「本当の農業を知りたい!
コープ黒姫農場 循環型農業への新しい試み」
県内で事業展開する生活協同組合、コープながのでは、去年、上水内郡信濃町のコープ黒姫農場で、野菜作りを実践する新たな事業を始めた。2ヘクタールにおよぶ広大な農地にとうもろこしやさつまいもなど様々な作物を栽培、役職員が管理に当たり、収穫作業には組合員やその家族も参加して店舗などで販売もした。流通業者が自ら生産にも取り組む試みは全国的にも珍しく、他の生協の先駆けともなる挑戦だ。18日のNBS月曜スペシャルは、「本当の農業を知りたい!コープ黒姫農場 循環型農業への新しい試み」と題し、もの作りの苦労や喜びを味わったコープながのの半年以上にわたった取り組みを紹介する。
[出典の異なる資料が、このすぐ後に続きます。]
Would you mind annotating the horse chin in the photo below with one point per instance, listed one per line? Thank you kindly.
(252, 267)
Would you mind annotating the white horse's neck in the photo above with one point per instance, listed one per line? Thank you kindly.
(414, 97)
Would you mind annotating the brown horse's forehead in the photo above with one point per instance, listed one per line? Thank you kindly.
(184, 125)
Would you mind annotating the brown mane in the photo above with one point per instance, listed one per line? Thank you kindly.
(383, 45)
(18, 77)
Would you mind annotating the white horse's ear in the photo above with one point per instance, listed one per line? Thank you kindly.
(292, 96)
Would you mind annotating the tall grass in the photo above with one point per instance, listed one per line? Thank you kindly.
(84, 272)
長野市篠ノ井に本部を置く生活協同組合コープながのは、県内4つの地域生協が合併して、1992年に発足した。県内全域を活動エリアとし、組員数はおよそ22万人。県内11のセンターによって「コープデリ」と呼ばれる宅配事業を展開しているほか、4つの店舗を運営しており、事業規模は350億円余りに上る。
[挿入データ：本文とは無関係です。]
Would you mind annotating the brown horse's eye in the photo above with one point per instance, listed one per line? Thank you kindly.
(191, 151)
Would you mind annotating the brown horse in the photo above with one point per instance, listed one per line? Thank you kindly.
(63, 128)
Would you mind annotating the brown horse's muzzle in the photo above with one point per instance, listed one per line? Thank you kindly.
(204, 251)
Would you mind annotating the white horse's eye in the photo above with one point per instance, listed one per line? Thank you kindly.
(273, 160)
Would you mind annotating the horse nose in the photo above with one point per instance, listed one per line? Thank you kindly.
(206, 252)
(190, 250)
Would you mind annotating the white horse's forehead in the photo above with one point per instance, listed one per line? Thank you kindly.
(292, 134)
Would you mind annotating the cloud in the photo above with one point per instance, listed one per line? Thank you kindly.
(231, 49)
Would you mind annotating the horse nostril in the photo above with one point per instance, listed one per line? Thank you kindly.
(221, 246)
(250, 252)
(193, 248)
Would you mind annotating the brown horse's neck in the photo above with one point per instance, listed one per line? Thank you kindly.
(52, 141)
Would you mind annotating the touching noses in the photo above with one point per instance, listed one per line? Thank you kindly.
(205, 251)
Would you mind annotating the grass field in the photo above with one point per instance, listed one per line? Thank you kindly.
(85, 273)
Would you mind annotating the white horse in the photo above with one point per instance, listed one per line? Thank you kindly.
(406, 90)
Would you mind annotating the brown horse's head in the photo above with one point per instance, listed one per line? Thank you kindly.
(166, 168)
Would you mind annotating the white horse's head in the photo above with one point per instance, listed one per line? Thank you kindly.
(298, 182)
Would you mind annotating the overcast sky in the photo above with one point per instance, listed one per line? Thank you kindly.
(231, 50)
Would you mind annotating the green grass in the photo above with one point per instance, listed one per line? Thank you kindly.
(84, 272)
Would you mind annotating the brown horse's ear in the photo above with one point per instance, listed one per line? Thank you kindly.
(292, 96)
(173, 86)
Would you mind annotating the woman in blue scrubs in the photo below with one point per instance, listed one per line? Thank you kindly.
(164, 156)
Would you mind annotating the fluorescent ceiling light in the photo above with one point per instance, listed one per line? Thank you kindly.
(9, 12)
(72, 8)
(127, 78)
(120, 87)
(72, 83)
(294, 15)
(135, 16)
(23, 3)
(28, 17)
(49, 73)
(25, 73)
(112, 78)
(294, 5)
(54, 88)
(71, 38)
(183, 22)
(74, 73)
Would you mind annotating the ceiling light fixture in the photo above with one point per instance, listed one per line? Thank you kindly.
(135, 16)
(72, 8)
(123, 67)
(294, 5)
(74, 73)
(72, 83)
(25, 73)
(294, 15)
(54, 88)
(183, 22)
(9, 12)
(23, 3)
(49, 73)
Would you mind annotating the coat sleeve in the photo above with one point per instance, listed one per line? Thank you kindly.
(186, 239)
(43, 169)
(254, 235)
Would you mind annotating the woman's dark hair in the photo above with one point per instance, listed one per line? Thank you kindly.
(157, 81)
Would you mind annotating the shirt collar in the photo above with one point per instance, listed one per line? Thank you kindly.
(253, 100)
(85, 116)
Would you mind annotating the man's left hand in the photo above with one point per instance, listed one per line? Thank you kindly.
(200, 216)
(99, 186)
生協が農業に取り組む新しい試みは、食の安全への関心が高まる中で、自ら安全な農産物作りを実践して本当の農業を知ろうと始まったもの。活動は農地を所有する地元の畜産農家と共同で行われ、春の種まきから夏の草刈り、収穫と、農薬をほとんど使わない野菜作りに挑戦。収穫作業は組合員の家族にも呼びかけ、共にその喜びを味わった。
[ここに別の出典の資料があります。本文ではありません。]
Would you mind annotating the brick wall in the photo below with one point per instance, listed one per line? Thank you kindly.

収穫後の畑には豚が放牧された。広い農地の中を伸び伸びと動き回って、健康的に成長する。エサには、県内の食品事業者から提供される規格外の食品などを活用したエコ飼料と呼ばれるものが与えられた。県内の畜産業では、今、こうした環境に優しい循環型の生産体系の確立を目指す取り組みが、大きな広がりを見せ始めている。
番組では、組織をあげて様々な農業を体験し、今後の活動に活かす道を探ろうとするコープながのの半年以上にわたる取り組みを取材、循環型の農畜産物生産を目指す県内の動きと合わせ、その初めての挑戦を紹介する。